A primeira referência às abelhas brasileiras feita pelo Padre José de Anchieta, em 1560, na Carta de São Vicente, já dava conta das propriedades medicinais de seu mel: “Encontram-se quase vinte espécies diversas de abelhas, das quais umas fabricam o mel nos troncos das árvores, outras em cortiços construídos entre os ramos,… Usamos do mel para curar as feridas, que saram facilmente pela proteção divina”.

Difícil saber de que espécies ele falava, mas certamente eram da tribo Meliponini (na qual se classificam todas as abelhas nativas sem ferrão), pois por aqui, naquela época, ainda não existiam abelhas européias e muito menos africanizadas.

Com o tempo, à ação cicatrizante destacada por Anchieta, somou-se uma longa lista de vantagens nutritivas e medicinais, repetida e encorpada por apicultores e vendedores, sobretudo quando a Meliponini em questão é a jataí (Tetragonisca angustula), uma abelhinha minúscula (5 mm), porém de grande fama. Agora cabe à pesquisa separar o joio do trigo, testando as diversas ações propagandeadas e propondo formas de aplicação e dosagens eficazes, quando for o caso.

Pelo menos uma tarefa dessas foi cumprida pelos estudantes Mariana de Alcântara Pereira Pimentel e Adônis Moreira, ambos da Medicina Veterinária do Centro Universitário Serra dos Órgãos (Unifeso), de Teresópolis (RJ). Sob orientação da médica veterinária e mestre em Patologia Clínica, Denise de Mello Bobany, ambos fizeram trabalhos de conclusão de curso sobre a ação antimicrobiana do mel de jataí em otites externas de animais domésticos. Com resultados muito positivos!

O teste de Mariana foi in vitro: ela colheu amostras da secreção do conduto auditivo de 16 cachorros com sinais de dor de ouvido: prurido, coceira, agitação da cabeça, irritação, vermelhidão e sensibilidade ao toque. Com o material colhido, “semeou” alguns tubos de ensaio próprios para culturas de patógenos. Desenvolveram-se diversas bactérias e leveduras, com predominância de Staphylococcus sp., Bacillus sp. e Malassezia pachydermatis, todos micro-organismos associados a otites externas, (quando em abundância).

Parte das culturas então foi tratada com gotas do mel de jataí, retirado diretamente da colméia por meio de seringas esterilizadas. E parte foi tratada com os antibióticos orais de mercado comumente usados para casos de otites. Os resultados obtidos com o mel de jataí foram bem próximos de ampicilina e ciprofloxacina; superiores aos de cefalexina, penicilina e enrofloxacina; e inferiores apenas aos de ofloxacina.

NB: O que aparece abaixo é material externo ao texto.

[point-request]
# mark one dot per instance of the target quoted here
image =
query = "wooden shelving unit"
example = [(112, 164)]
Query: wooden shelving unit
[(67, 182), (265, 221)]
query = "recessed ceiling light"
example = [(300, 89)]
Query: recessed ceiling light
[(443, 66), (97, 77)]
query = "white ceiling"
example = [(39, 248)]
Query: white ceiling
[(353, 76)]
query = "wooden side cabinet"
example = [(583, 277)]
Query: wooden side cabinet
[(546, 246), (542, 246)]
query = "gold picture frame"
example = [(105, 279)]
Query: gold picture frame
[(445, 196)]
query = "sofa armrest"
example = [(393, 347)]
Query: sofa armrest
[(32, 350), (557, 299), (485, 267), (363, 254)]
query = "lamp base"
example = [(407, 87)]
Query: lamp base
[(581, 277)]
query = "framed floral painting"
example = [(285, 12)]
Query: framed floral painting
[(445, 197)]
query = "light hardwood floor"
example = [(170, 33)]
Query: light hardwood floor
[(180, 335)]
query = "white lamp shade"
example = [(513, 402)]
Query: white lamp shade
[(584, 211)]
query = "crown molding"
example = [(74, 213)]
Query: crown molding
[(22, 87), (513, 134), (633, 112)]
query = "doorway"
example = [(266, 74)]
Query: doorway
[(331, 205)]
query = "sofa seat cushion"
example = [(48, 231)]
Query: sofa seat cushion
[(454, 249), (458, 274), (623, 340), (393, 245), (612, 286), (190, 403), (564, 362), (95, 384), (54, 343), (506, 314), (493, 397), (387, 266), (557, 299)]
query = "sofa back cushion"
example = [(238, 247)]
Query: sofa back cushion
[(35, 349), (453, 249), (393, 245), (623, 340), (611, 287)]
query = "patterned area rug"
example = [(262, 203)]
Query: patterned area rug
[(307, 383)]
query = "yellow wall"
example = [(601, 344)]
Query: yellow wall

O teste de Adônis foi in vivo, usando o mel de jataí como remédio, diretamente no ouvido dos animais. Foram selecionados 4 cães e 2 gatos com sinais de otite externa. O diagnóstico se confirmou com a cultura dos micro-organismos, sendo Staphylococcus sp. e Malassezia pachydermatis os mais abundantes. Os animais receberam, então, 3 gotas diárias de mel de jataí, sem limpeza prévia do conduto auditivo ou qualquer outro medicamento. Em alguns dias estavam todos livres de infecção!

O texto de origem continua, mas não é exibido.